Si les consultations se succèdent sans anicroches et que l’attente, pour les patients, est réduite, malgré la complexité des situations, c’est que les infirmières d’orientation opèrent avec célérité. « Dans la PASS, elles prennent le temps de distinguer les cas et de reporter les rendez-vous si besoin est », explique le Dr Claire Georges, praticien hospitalier, responsable médicale de la consultation Verlaine. Cela permet d’organiser au mieux les recours aux soins et d’éviter un « engorgement ». S’il y a urgence, en revanche, le patient peut voir dans le « délai le plus adapté » un spécialiste de l’hôpital.
Le Dr Georges insiste sur l’importance du caractère hospitalier du dispositif. « Il ne s’agit pas d’un dispensaire qui pourrait être déplacé à l’extérieur. C’est nécessaire d’être dans l’hôpital pour recourir sans délai aux consultations spécialisées, aux examens complémentaires et aux médicaments afin d’éviter un surcoût lié au retard de traitement pour des personnes qui viennent souvent avec des pathologies avancées. Et le cadre hospitalier rassure ». Aussi quand une jeune Géorgienne de 20 ans, en provenance de la Turquie, avec une récidive de leucémie est arrivée dans le service avec 5 000 plaquettes, elle a immédiatement été reçue par l’hématologue et transfusée.

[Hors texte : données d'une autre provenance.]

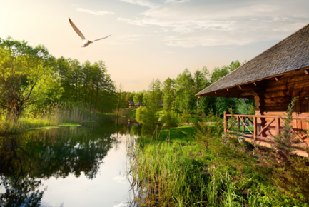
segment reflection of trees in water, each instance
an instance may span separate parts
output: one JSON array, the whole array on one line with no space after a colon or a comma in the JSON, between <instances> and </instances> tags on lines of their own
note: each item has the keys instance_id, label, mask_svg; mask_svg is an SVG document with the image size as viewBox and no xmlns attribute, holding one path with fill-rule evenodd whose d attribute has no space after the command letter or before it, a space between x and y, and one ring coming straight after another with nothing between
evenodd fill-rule
<instances>
[{"instance_id":1,"label":"reflection of trees in water","mask_svg":"<svg viewBox=\"0 0 309 207\"><path fill-rule=\"evenodd\" d=\"M69 173L78 177L81 172L89 179L95 178L102 160L118 142L111 135L119 129L124 131L123 126L110 121L1 138L0 187L6 193L0 195L0 206L20 206L20 202L26 205L30 201L36 206L46 190L39 191L41 178L65 178Z\"/></svg>"},{"instance_id":2,"label":"reflection of trees in water","mask_svg":"<svg viewBox=\"0 0 309 207\"><path fill-rule=\"evenodd\" d=\"M25 173L21 161L25 155L15 137L3 138L0 145L0 186L3 185L6 192L0 195L0 206L39 206L46 188L37 189L41 181Z\"/></svg>"}]
</instances>

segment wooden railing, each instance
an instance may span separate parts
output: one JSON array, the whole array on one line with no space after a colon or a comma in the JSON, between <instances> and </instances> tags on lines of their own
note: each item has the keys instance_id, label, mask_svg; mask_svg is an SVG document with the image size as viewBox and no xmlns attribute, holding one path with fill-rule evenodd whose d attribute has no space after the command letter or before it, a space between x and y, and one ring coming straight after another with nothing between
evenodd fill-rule
<instances>
[{"instance_id":1,"label":"wooden railing","mask_svg":"<svg viewBox=\"0 0 309 207\"><path fill-rule=\"evenodd\" d=\"M231 118L233 117L233 118ZM250 138L254 141L260 140L263 141L272 142L273 136L278 134L280 129L282 128L280 122L284 122L284 118L287 117L285 116L264 116L264 115L239 115L239 114L227 114L227 112L224 112L224 131L225 132L233 132L240 134L245 138ZM231 121L229 121L231 118ZM268 121L265 122L264 126L258 126L258 118L267 118ZM308 121L309 116L293 116L294 120L300 121ZM250 123L253 128L251 129L246 124ZM275 123L275 124L273 124ZM262 128L263 127L263 128ZM233 129L233 130L232 130ZM275 129L275 130L274 130ZM309 128L307 128L309 129ZM271 136L266 135L266 131L271 130L273 132ZM295 134L298 140L308 146L308 143L304 141L304 138L307 138L305 136L300 136L299 133L303 133L303 131L298 128L297 126L292 128L292 131Z\"/></svg>"}]
</instances>

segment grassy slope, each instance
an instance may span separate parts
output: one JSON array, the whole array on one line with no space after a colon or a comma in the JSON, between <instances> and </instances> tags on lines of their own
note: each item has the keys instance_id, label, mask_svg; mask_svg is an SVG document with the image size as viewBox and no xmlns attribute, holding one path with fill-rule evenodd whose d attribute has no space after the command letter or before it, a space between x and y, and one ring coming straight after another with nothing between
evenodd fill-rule
<instances>
[{"instance_id":1,"label":"grassy slope","mask_svg":"<svg viewBox=\"0 0 309 207\"><path fill-rule=\"evenodd\" d=\"M181 191L180 193L177 193L178 195L175 195L178 196L179 199L183 198L181 199L181 201L176 199L179 203L181 202L191 203L191 202L200 202L207 199L206 198L206 195L208 195L207 191L205 188L201 188L201 185L207 186L209 183L201 183L201 178L212 175L213 179L217 181L216 185L220 191L218 191L218 195L228 196L228 192L237 195L232 196L233 201L231 202L228 200L222 200L222 198L221 200L218 197L217 200L221 201L220 201L221 204L218 203L218 206L217 206L221 205L243 206L242 205L248 205L248 198L252 199L253 202L255 201L254 202L258 203L258 206L262 206L261 205L263 205L263 206L308 206L276 191L270 184L271 181L265 178L265 174L271 172L266 172L261 168L258 164L258 160L253 156L244 153L240 148L223 145L221 138L212 139L210 147L207 151L205 151L200 145L191 140L188 135L184 134L183 131L193 135L195 131L192 126L177 127L170 131L162 130L160 133L154 134L152 138L140 137L138 138L138 143L141 144L143 148L141 148L143 151L141 156L149 163L149 166L144 167L144 173L146 174L147 173L157 173L156 182L160 183L160 179L166 179L165 175L166 171L173 171L175 168L178 168L183 169L183 171L196 171L191 175L186 175L183 173L181 181L179 181L179 178L174 178L173 181L168 181L166 180L165 181L181 182L183 186L189 185L188 187L186 188L185 191ZM173 160L173 158L171 160L173 155L168 154L168 151L179 151L179 147L181 148L181 154L178 157L176 154L176 156L174 157ZM167 154L163 155L162 153ZM173 169L171 166L174 166ZM188 166L193 167L187 168ZM143 167L140 166L139 168L141 168L139 169L141 171ZM209 168L212 169L211 173L201 173L207 172ZM151 171L153 171L151 172ZM228 186L222 184L220 179L226 179L225 182L230 181L228 182L231 182L231 185ZM196 186L196 188L192 185L198 185L199 187ZM181 187L183 186L176 186L176 188ZM171 186L163 186L162 188L166 188L163 189L163 191L166 191L168 194L173 192L173 191L171 191ZM203 191L204 191L203 193L205 194L203 196L195 197L194 195L198 192L200 193ZM196 192L194 193L195 191ZM168 198L168 196L162 194L162 199L166 200ZM168 202L173 203L173 201L167 201L167 203ZM171 203L169 204L171 206L174 206L174 204ZM161 205L164 206L166 204L161 203Z\"/></svg>"}]
</instances>

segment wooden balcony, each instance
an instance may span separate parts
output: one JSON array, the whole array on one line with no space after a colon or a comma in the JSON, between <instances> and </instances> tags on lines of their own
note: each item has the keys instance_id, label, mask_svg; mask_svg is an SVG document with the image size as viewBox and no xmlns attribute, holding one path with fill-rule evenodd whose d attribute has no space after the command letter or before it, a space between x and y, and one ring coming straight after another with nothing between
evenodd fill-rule
<instances>
[{"instance_id":1,"label":"wooden balcony","mask_svg":"<svg viewBox=\"0 0 309 207\"><path fill-rule=\"evenodd\" d=\"M238 135L247 141L270 147L274 136L282 129L285 116L240 115L224 113L224 132ZM299 156L308 157L309 147L306 130L309 129L309 116L293 116L292 132L295 135L293 147Z\"/></svg>"}]
</instances>

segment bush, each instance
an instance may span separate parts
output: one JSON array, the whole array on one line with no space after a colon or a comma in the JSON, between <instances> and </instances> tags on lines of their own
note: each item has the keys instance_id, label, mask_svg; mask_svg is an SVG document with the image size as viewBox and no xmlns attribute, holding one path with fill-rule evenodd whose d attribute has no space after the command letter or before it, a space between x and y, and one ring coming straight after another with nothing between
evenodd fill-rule
<instances>
[{"instance_id":1,"label":"bush","mask_svg":"<svg viewBox=\"0 0 309 207\"><path fill-rule=\"evenodd\" d=\"M276 188L300 202L309 203L309 166L307 158L299 157L293 144L296 136L292 131L293 107L297 99L289 104L283 129L275 136L271 148L257 151L260 157L260 165L272 172L268 178L274 182ZM257 147L263 148L259 146ZM309 154L308 154L309 156Z\"/></svg>"}]
</instances>

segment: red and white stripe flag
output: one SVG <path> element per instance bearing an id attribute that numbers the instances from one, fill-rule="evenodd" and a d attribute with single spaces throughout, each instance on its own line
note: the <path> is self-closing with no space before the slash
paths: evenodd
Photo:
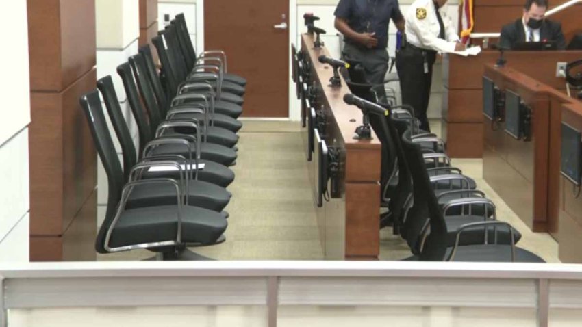
<path id="1" fill-rule="evenodd" d="M 473 31 L 473 0 L 463 0 L 461 3 L 461 42 L 468 44 L 469 36 Z"/>

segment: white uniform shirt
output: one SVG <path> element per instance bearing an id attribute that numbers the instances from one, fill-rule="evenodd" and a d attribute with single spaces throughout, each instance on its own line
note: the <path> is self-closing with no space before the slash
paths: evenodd
<path id="1" fill-rule="evenodd" d="M 433 0 L 416 0 L 412 3 L 404 15 L 407 41 L 419 48 L 438 52 L 453 52 L 459 36 L 451 18 L 440 8 L 439 12 L 442 18 L 446 40 L 439 38 L 440 26 L 435 10 Z"/>
<path id="2" fill-rule="evenodd" d="M 529 27 L 527 26 L 527 24 L 525 23 L 525 21 L 523 20 L 523 18 L 521 18 L 521 22 L 523 24 L 523 30 L 525 31 L 525 40 L 524 40 L 524 41 L 530 42 L 530 40 L 529 40 L 529 31 L 533 31 L 533 42 L 540 42 L 540 29 L 533 29 L 529 28 Z"/>

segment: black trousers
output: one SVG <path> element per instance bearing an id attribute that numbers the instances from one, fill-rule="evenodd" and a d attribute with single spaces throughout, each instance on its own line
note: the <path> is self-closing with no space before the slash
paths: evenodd
<path id="1" fill-rule="evenodd" d="M 410 44 L 399 51 L 396 56 L 402 103 L 414 108 L 414 114 L 420 120 L 420 129 L 427 131 L 431 131 L 427 111 L 435 60 L 435 51 L 423 50 Z"/>
<path id="2" fill-rule="evenodd" d="M 362 62 L 368 82 L 382 84 L 388 71 L 388 51 L 385 49 L 367 49 L 345 42 L 344 57 Z"/>

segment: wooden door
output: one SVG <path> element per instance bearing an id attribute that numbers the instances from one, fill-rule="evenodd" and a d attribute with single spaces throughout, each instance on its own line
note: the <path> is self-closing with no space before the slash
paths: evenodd
<path id="1" fill-rule="evenodd" d="M 248 81 L 243 116 L 288 117 L 289 0 L 206 1 L 204 24 L 205 49 Z"/>

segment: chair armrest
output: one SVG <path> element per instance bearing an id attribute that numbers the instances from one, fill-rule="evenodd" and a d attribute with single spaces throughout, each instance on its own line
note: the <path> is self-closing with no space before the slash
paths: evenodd
<path id="1" fill-rule="evenodd" d="M 413 143 L 431 143 L 433 144 L 433 148 L 435 151 L 438 149 L 438 146 L 440 146 L 442 148 L 444 149 L 444 142 L 442 140 L 438 138 L 432 138 L 432 137 L 422 137 L 422 138 L 413 138 L 412 140 Z"/>
<path id="2" fill-rule="evenodd" d="M 453 182 L 455 181 L 459 181 L 461 182 L 461 187 L 463 189 L 467 189 L 469 188 L 469 180 L 467 179 L 466 176 L 459 175 L 458 174 L 451 174 L 446 175 L 436 175 L 436 176 L 431 176 L 431 185 L 433 186 L 433 188 L 435 189 L 438 189 L 435 187 L 438 182 L 442 181 L 448 181 L 449 187 L 453 187 Z"/>
<path id="3" fill-rule="evenodd" d="M 113 233 L 113 230 L 115 228 L 115 226 L 117 224 L 117 222 L 119 221 L 119 218 L 121 217 L 121 214 L 123 213 L 123 211 L 125 209 L 125 205 L 127 204 L 127 200 L 129 198 L 129 196 L 134 190 L 134 188 L 136 186 L 144 185 L 152 185 L 152 184 L 161 184 L 161 183 L 169 183 L 174 185 L 176 190 L 176 200 L 177 205 L 176 206 L 176 215 L 177 218 L 178 222 L 178 228 L 177 233 L 176 235 L 176 239 L 175 240 L 168 240 L 163 241 L 160 242 L 155 243 L 144 243 L 140 244 L 134 244 L 130 246 L 120 246 L 117 248 L 112 248 L 109 246 L 110 241 L 111 240 L 111 235 Z M 115 213 L 115 216 L 113 218 L 113 221 L 110 225 L 109 228 L 107 229 L 107 234 L 105 235 L 105 244 L 103 245 L 103 248 L 110 252 L 116 252 L 121 251 L 127 251 L 129 250 L 134 250 L 136 248 L 147 248 L 153 246 L 173 246 L 181 243 L 181 233 L 182 233 L 182 199 L 184 198 L 184 194 L 182 194 L 181 189 L 180 188 L 180 185 L 176 181 L 172 179 L 143 179 L 140 181 L 134 181 L 127 183 L 123 189 L 121 190 L 121 199 L 119 203 L 119 205 L 117 207 L 117 210 Z"/>
<path id="4" fill-rule="evenodd" d="M 209 95 L 201 94 L 200 93 L 184 93 L 184 94 L 177 95 L 172 99 L 170 103 L 170 107 L 173 107 L 177 105 L 181 104 L 186 100 L 201 100 L 204 101 L 206 107 L 209 107 Z"/>
<path id="5" fill-rule="evenodd" d="M 466 194 L 468 195 L 469 198 L 475 198 L 475 197 L 481 197 L 485 198 L 485 193 L 482 191 L 479 191 L 478 189 L 454 189 L 452 191 L 446 191 L 446 192 L 442 192 L 437 196 L 437 201 L 440 200 L 441 198 L 453 194 Z"/>
<path id="6" fill-rule="evenodd" d="M 487 244 L 488 241 L 488 238 L 487 237 L 487 233 L 489 231 L 488 227 L 490 226 L 493 226 L 495 233 L 495 244 L 497 244 L 497 226 L 503 226 L 504 227 L 508 227 L 509 229 L 509 235 L 511 236 L 511 261 L 514 262 L 516 261 L 516 237 L 514 234 L 514 228 L 511 227 L 511 225 L 507 224 L 505 222 L 499 222 L 499 221 L 494 221 L 494 222 L 473 222 L 471 224 L 465 224 L 461 226 L 457 230 L 457 237 L 455 239 L 455 246 L 453 247 L 453 250 L 451 251 L 451 254 L 448 256 L 448 258 L 446 259 L 447 261 L 451 261 L 455 258 L 455 254 L 457 254 L 457 250 L 459 248 L 459 242 L 461 239 L 461 234 L 464 231 L 468 228 L 474 228 L 474 227 L 479 227 L 479 226 L 485 227 L 484 233 L 485 233 L 485 244 Z"/>
<path id="7" fill-rule="evenodd" d="M 455 174 L 463 174 L 463 172 L 457 167 L 435 167 L 434 168 L 427 168 L 427 172 L 429 173 L 429 176 L 435 176 L 435 174 L 439 174 L 440 172 L 444 172 L 447 174 L 454 172 Z M 431 173 L 433 173 L 433 174 L 431 174 Z"/>
<path id="8" fill-rule="evenodd" d="M 227 54 L 225 53 L 225 51 L 222 50 L 207 50 L 201 53 L 198 55 L 199 57 L 204 57 L 207 56 L 207 55 L 219 55 L 223 57 L 225 60 L 225 73 L 228 71 L 228 65 L 227 62 Z"/>
<path id="9" fill-rule="evenodd" d="M 487 198 L 463 198 L 451 200 L 444 204 L 444 206 L 442 209 L 442 214 L 444 216 L 446 216 L 446 213 L 450 209 L 461 207 L 461 215 L 465 215 L 465 207 L 468 207 L 469 212 L 466 214 L 471 215 L 472 215 L 473 212 L 472 207 L 475 205 L 482 205 L 485 207 L 485 213 L 483 217 L 483 220 L 491 216 L 491 215 L 489 214 L 490 210 L 491 211 L 490 213 L 492 213 L 493 220 L 497 220 L 496 208 L 495 207 L 495 204 L 493 203 L 491 200 Z"/>
<path id="10" fill-rule="evenodd" d="M 432 161 L 435 167 L 448 167 L 451 166 L 451 158 L 444 153 L 425 153 L 422 155 L 425 161 Z M 442 163 L 440 166 L 439 164 Z"/>
<path id="11" fill-rule="evenodd" d="M 150 157 L 147 157 L 145 158 L 140 159 L 137 162 L 137 164 L 145 164 L 145 163 L 149 163 L 149 162 L 158 162 L 158 161 L 168 161 L 168 160 L 170 160 L 170 161 L 174 161 L 174 162 L 177 162 L 177 163 L 183 161 L 184 164 L 188 164 L 188 160 L 186 159 L 186 157 L 182 156 L 182 155 L 152 155 L 152 156 L 150 156 Z M 129 181 L 131 181 L 132 179 L 133 179 L 133 180 L 136 180 L 136 181 L 137 181 L 138 179 L 142 179 L 142 178 L 143 176 L 143 172 L 145 172 L 144 170 L 142 170 L 142 171 L 140 172 L 139 174 L 136 174 L 134 178 L 132 176 L 131 173 L 130 172 L 130 174 L 129 174 Z"/>

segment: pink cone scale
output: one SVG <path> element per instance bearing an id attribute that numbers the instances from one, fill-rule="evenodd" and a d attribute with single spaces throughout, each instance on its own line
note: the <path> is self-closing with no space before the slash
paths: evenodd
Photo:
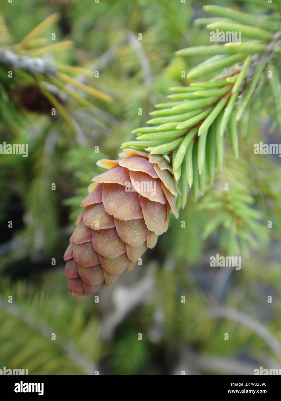
<path id="1" fill-rule="evenodd" d="M 170 211 L 178 217 L 176 183 L 163 158 L 131 149 L 120 156 L 97 162 L 109 170 L 89 185 L 64 254 L 74 296 L 103 290 L 131 270 L 167 231 Z"/>

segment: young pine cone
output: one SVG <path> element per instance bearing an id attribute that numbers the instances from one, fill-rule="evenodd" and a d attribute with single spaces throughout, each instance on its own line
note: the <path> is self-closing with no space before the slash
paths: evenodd
<path id="1" fill-rule="evenodd" d="M 161 156 L 125 149 L 119 160 L 101 160 L 107 171 L 93 178 L 64 259 L 69 293 L 93 294 L 131 270 L 168 228 L 178 193 Z"/>

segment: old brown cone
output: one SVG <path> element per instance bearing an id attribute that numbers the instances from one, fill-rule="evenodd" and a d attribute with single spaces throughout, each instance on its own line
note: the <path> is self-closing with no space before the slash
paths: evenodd
<path id="1" fill-rule="evenodd" d="M 107 171 L 94 177 L 65 253 L 69 293 L 92 294 L 129 271 L 167 231 L 178 190 L 160 156 L 124 150 L 118 160 L 101 160 Z"/>

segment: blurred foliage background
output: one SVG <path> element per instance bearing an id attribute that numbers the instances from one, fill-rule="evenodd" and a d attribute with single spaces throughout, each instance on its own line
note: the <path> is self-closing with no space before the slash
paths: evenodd
<path id="1" fill-rule="evenodd" d="M 210 2 L 257 16 L 264 12 L 249 1 Z M 189 196 L 142 266 L 100 292 L 98 303 L 96 294 L 73 298 L 66 285 L 63 255 L 87 187 L 102 171 L 95 162 L 116 158 L 121 144 L 134 139 L 131 132 L 150 118 L 153 105 L 166 101 L 169 87 L 186 83 L 181 71 L 203 61 L 196 57 L 188 63 L 174 52 L 209 44 L 208 31 L 193 23 L 210 18 L 202 9 L 206 4 L 1 4 L 0 38 L 6 43 L 18 43 L 59 13 L 58 22 L 41 35 L 44 45 L 55 33 L 57 41 L 71 40 L 74 47 L 43 51 L 40 57 L 98 71 L 98 77 L 82 73 L 76 77 L 113 100 L 79 92 L 92 103 L 86 107 L 70 97 L 65 107 L 75 122 L 73 130 L 59 113 L 30 112 L 10 93 L 5 97 L 1 70 L 1 142 L 28 143 L 28 156 L 0 156 L 0 367 L 28 369 L 30 375 L 251 375 L 260 366 L 280 367 L 281 168 L 278 156 L 253 152 L 261 140 L 280 141 L 270 96 L 266 104 L 258 98 L 241 121 L 239 158 L 226 143 L 214 186 L 196 203 Z M 20 88 L 13 87 L 13 93 Z M 220 213 L 231 213 L 233 199 L 241 199 L 251 205 L 249 217 L 257 219 L 251 227 L 254 236 L 222 224 Z M 238 240 L 241 270 L 210 267 L 211 256 L 231 255 Z"/>

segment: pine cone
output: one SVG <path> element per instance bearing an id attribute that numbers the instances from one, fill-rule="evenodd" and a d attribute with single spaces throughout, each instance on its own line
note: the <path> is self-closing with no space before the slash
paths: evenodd
<path id="1" fill-rule="evenodd" d="M 101 160 L 107 171 L 94 177 L 85 209 L 64 255 L 69 293 L 103 290 L 135 263 L 168 228 L 178 190 L 162 157 L 125 149 L 118 160 Z"/>

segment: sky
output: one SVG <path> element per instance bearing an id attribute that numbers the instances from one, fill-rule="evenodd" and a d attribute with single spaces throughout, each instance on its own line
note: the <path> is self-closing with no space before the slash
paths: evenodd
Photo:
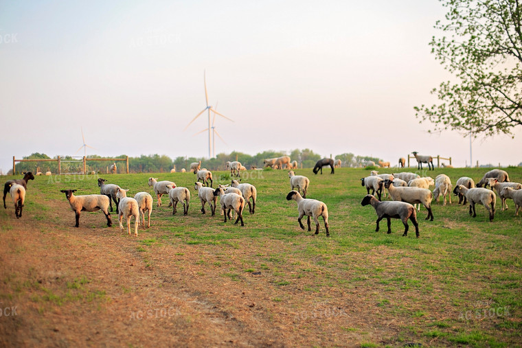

La mise en place d’un traitement fait également l’objet de distinctions. Lorsque les personnes ont une couverture sociale, ils paient la consultation de la PASS (23 euros) et sont réorientés vers des médecins de secteur 1 ou des centres médicaux. « Nous essayons d’être le maillon qui manque entre l’hôpital hautement spécialisé et la médecine de ville », explique Claire Georges. Mais tant que la personne n’a pas de droits, elle ne peut aller ailleurs. « On ne renvoie pas des patients gravement malades, en situation complexe, chez les médecins de ville déjà débordés. Nous essayons d’abord d’apaiser les problèmes médicaux et sociaux, et pour cela, de tisser un lien de confiance ». Dans tous les cas possibles, l’ambulatoire est préféré à l’hospitalisation. « Nous sommes conscients des restrictions budgétaires actuelles et l’hospitalisation coûte cher, sans pour autant résoudre les problèmes à long terme ».
Laboratoire éthique.
Ne jamais traiter que l’aspect médico-technique, tel est le credo de la PASS. Dans cette perspective, les problèmes éthiques ne manquent pas de se poser, où il faut mettre dans la balance l’intérêt du patient et le coût pour le système. « Nous essayons d’être le plus juste possible, et de considérer l’intérêt de la personne avant tout » souligne le Dr Claire Georges. Dans ces situations compliquées, la PASS réunit médecins et travailleurs sociaux pour proposer la solution la plus éthique, qui prenne en compte chacune des dimensions, médicale, sociale, humaine, familiale, ou financière du problème.